Dalam operasionalnya nanti, pasien COVID di rusunawa ini akan diawasi oleh relawan dan tenaga kesehatan. Mereka bakal berjaga selama 24 jam untuk memastikan pasien dalam kondisi baik.

Untuk kebutuham logistik pasien, nantinya akan disuplai oleh Dinas Sosial Pemberdayaan Perempuan dan Anak setempat. Fasilitas kesehatan sederhana seperti infus, pengukur tekanan darah, hingga oksigen juga akan tersedia di shelter ini.

"Pada intinya shelter terpusat ini sudah kami siapkan, tinggal nanti operasionalnya saja," ucap Sutedjo.
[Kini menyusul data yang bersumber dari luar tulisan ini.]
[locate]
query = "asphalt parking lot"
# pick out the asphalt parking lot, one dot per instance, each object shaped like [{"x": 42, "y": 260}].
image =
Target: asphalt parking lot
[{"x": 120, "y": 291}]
Kasus Kematian Isoman Corona di Kulon Progo Tinggi

Kepala Dinas Kesehatan Kulon Progo, Sri Budi Utami mengatakan shelter terpusat di Rusunawa Giripeni nantinya diperuntukkan bagi pasien COVID-19 yang mengalami gejala ringan sampai dengan sedang. Nantinya, puskesmas dikerahkan untuk mendata pasien isoman yang layak ditempatkan di shelter sesuai dengan kriteria tersebut.

"Nanti akan kita pilih (pasien) mana yang masuk kriteria (gejala ringan dan sedang) untuk dibawa ke sini," ucap perempuan yang akrab disapa Budi di lokasi yang sama.

Budi mengatakan penyediaan shleter terpusat sangat penting untuk menekan jumlah kasus kematian pasien COVID-19 yang menjalani isoman di Kulon Progo. Ia menyebut kasus kematian pasien isoman cukup tinggi, per harinya ada sekitar 4-5 kasus meninggal.

"Bahkan kami hitung dalam 10 hari sejak 12-21 Juli kemarin ada 73 yang meninggal dunia saat isoman. Rata-rata karena punya komorbid, lansia, dan ada juga yang memang belum pernah divaksin," jelasnya.

Sementara itu merujuk data Satgas COVID-19 Kulon Progo, akumulasi kasus Corona per Sabtu (24/7) mencapai 14.649. Dari jumlah tersebut sebanyak 9.407 kasus di antaranya telah dinyatakan selesai isolasi, dan 537 sembuh. Adapun yang masih menjalani isolasi di rumah sakit sebanyak 271 dan isolasi mandiri 4.170 kasus, sedangkan kasus meninggal dunia sebanyak 264.